Een deeltje (1) met straal R1 beweegt door een ‘zee’ (of gas) van deeltjes (2) met straal R2 (we
benaderen alle deeltjes in deze opgave als bolvormige objecten).
a) Hoever kunnen de kernen van een deeltje (1) en een deeltje (2) maximaal van elkaar
gescheiden zijn in het geval van een botsing?
b) De afstand die bij a) gevonden is definieert een botsingsoppervlak σ. Wanneer deeltje (1) op
zijn weg door het gas van deeltjes (2) beweegt, botst het met een deeltje (2) wanneer deze
binnen dit oppervlak van deeltje (1) komt. Zodoende kun je deeltje (1) opvatten als een soort
schietschijf met oppervlakte σ, waarop je deeltjes (2) schiet. Hoe groot is dus σ?
c) Neem aan dat deeltje (1) t.o.v. deeltjes (2) een snelheid v heeft. Het oppervlak σ (de
‘schietschijf’) beweegt zo met een snelheid v door het gas, en bestrijkt in een tijdsinterval Δt een
bepaald (cilindervormig) volume V . Geef een simpele uitdrukking voor V.

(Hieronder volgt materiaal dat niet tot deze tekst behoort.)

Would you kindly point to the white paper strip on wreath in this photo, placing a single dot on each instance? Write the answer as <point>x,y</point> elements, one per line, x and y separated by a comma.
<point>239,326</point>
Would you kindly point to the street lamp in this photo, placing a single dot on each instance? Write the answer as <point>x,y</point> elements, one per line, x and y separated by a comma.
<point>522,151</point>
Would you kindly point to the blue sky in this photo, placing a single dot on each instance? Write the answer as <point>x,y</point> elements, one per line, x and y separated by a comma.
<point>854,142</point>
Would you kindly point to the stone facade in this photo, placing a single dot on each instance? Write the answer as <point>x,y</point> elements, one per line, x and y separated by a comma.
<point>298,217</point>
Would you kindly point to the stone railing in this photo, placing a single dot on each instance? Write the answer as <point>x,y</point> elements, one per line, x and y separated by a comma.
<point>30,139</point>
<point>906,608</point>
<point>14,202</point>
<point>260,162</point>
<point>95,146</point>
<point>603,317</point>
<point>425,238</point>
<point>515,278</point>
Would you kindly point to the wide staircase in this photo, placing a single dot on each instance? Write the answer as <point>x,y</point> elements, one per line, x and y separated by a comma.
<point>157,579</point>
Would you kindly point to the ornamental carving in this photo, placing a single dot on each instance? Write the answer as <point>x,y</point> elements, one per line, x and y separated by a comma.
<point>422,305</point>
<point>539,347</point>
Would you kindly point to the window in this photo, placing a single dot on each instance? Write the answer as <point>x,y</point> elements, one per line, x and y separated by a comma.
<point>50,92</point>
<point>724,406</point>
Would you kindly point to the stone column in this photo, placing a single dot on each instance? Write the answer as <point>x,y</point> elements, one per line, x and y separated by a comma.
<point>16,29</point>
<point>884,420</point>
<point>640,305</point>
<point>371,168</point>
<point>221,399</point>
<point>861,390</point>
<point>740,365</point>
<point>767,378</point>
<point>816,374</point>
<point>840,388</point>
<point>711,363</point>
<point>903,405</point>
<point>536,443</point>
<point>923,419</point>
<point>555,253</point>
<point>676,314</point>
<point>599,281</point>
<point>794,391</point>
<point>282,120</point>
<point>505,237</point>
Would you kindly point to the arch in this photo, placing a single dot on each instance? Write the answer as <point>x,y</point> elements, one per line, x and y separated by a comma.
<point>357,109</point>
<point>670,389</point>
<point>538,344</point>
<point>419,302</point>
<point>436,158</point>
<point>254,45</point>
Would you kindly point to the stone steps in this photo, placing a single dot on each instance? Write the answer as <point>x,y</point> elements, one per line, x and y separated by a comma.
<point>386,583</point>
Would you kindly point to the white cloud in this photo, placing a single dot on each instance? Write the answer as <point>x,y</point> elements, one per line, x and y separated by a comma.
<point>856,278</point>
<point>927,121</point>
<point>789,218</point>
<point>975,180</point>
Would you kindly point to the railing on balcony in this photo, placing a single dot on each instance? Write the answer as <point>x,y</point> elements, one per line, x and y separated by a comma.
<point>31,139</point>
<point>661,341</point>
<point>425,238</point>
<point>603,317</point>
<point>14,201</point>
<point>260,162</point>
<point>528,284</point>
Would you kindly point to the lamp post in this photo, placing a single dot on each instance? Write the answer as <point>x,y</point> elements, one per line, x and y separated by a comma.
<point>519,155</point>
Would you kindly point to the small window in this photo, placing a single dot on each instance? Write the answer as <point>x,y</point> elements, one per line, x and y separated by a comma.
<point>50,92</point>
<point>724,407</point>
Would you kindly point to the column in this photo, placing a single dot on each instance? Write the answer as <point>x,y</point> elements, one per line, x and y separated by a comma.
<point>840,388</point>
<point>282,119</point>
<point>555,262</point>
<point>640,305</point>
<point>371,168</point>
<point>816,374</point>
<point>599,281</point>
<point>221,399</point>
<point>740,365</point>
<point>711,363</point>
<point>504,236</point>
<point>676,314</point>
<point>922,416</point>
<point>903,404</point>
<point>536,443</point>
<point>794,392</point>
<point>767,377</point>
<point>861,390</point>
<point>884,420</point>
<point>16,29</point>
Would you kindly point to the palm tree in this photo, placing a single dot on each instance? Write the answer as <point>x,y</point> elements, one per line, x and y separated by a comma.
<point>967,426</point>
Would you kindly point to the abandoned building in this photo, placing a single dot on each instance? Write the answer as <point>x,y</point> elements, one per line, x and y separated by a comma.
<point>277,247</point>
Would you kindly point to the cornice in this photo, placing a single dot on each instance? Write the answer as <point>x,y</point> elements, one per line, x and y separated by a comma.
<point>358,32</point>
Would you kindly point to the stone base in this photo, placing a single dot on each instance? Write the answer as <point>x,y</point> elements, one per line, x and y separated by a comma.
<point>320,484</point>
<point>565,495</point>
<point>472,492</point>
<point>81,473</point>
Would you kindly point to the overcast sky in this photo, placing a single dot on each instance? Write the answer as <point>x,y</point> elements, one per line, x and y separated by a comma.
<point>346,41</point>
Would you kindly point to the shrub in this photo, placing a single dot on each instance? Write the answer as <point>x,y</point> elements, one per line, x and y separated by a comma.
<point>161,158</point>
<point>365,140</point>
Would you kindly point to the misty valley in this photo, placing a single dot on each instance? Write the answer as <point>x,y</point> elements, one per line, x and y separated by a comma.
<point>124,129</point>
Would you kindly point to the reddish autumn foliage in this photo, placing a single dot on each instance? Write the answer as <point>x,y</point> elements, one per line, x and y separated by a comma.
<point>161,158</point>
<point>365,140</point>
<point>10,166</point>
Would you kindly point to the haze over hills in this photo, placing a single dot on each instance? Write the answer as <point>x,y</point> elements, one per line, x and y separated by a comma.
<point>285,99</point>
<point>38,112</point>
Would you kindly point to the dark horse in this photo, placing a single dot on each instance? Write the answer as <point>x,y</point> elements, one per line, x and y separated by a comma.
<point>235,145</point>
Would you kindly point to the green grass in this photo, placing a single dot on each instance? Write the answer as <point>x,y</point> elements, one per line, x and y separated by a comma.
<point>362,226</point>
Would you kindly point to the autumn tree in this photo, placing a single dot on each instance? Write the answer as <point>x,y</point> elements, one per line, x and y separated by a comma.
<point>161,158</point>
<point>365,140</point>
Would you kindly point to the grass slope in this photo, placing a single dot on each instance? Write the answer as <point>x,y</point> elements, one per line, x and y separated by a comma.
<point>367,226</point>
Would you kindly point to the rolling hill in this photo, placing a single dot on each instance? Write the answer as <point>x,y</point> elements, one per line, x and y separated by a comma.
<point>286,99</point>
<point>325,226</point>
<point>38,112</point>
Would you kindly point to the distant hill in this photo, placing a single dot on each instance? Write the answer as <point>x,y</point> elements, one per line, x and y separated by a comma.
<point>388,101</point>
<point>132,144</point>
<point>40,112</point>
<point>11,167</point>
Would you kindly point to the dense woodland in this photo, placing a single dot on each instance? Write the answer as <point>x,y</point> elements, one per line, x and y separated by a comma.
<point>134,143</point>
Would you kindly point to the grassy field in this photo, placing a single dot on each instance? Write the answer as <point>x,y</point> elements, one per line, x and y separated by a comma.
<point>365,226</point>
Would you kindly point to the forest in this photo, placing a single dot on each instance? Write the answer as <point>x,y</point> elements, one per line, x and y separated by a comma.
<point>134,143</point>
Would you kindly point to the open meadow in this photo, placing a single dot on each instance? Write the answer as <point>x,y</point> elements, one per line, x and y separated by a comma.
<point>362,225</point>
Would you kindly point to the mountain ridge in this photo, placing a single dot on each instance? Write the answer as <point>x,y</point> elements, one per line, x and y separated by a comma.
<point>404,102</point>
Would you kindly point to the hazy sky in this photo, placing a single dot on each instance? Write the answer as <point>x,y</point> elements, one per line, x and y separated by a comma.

d) De dichtheid van het gas van deeltjes (2) heeft een dichtheid van n deeltjes per volume
eenheid. Geef een uitdrukking voor het totaal aantal deeltjes N in het in c) berekende volume V.
(N is dus het (gemiddeld) aantal deeltjes waarmee deeltje (1) in botsing komt in een periode
Δt.)
e) De vrije weglengte λ is gedefinieerd als de afstand die een deeltje (gemiddeld) aflegt voordat
het in botsing komt met een ander deeltje. In ons geval zijn we dus geïnteresseerd in de lengte
van onze cilinder in het geval dat er zich 1 deeltje (2) in bevindt. We moeten dus N gelijkstellen
aan 1, en dan een uitdrukking vinden voor Δt (zeg maar de tijdsduur tussen 2 botsingen). Doe
dit.
f) Het deeltje beweegt dus met snelheid v, en de tijdsduur tussen twee botsingen is Δt. Welke
afstand legt deeltje (1) in die tijd af? Dit is de vrije weglengte λ.
Toepassing van de vrije weglengte
De Melkweg:
De Melkweg kan opgevat worden als een cirkelvormige schijf met straal van 12 kpc, en een
dikte van 150 pc dik. Neem aan dat de Melkweg zo’n 300 miljard sterren bevat, en neem verder
aan dat deze allemaal hetzelfde zijn als de Zon (dit is in werkelijkheid een aardig gemiddelde).
De sterren in de Melkweg bewegen t.o.v. elkaar met een snelheden van gemiddeld ~20 km/s.
a) Wat is de gemiddelde sterdichtheid in de Melkweg (aantal per pc3)?
b) Wat is daarmee de gemiddelde afstand tussen meest nabije sterren (zeg maar buren)?
c) Stel zo’n ster voor als een voetbal (doorsnede ~22 cm). Waar (in km) bevindt zich dan de
meest nabije buur van een ster?
d) Bereken met behulp van de opgave over de vrije weglengte, de vrije weglengte λ en de
tijdsduur tussen twee sterbotsingen Δt. (Je kunt voor het botsingsoppervlak σ nemen πR2 (het
‘schietschijfoppervlak’ van een ster). In werkelijkheid moet σ wegens de onderlinge gravitatieen getijdenkrachten behoorlijk bijgesteld worden. Kortom, er moet in werkelijkheid
gecorrigeerd worden voor het feit dat sterren elkaar aantrekken door de zwaartekracht. Dit
zullen we hier niet doen.)
e) Hoe lang duurt het dus gemiddeld voordat een ster in de Melkweg botst met een andere ster?
Het heelal is ongeveer 14 miljard jaar oud. Is de kans groot dat dat ooit al gebeurd is?
Een andere toepassing van de vrije weglengte is bij het bepalen van de absorptie coëfficiënt in
de stralingstransportvergelijking. Hierover zal bij een volgende opgaven set een vraag komen.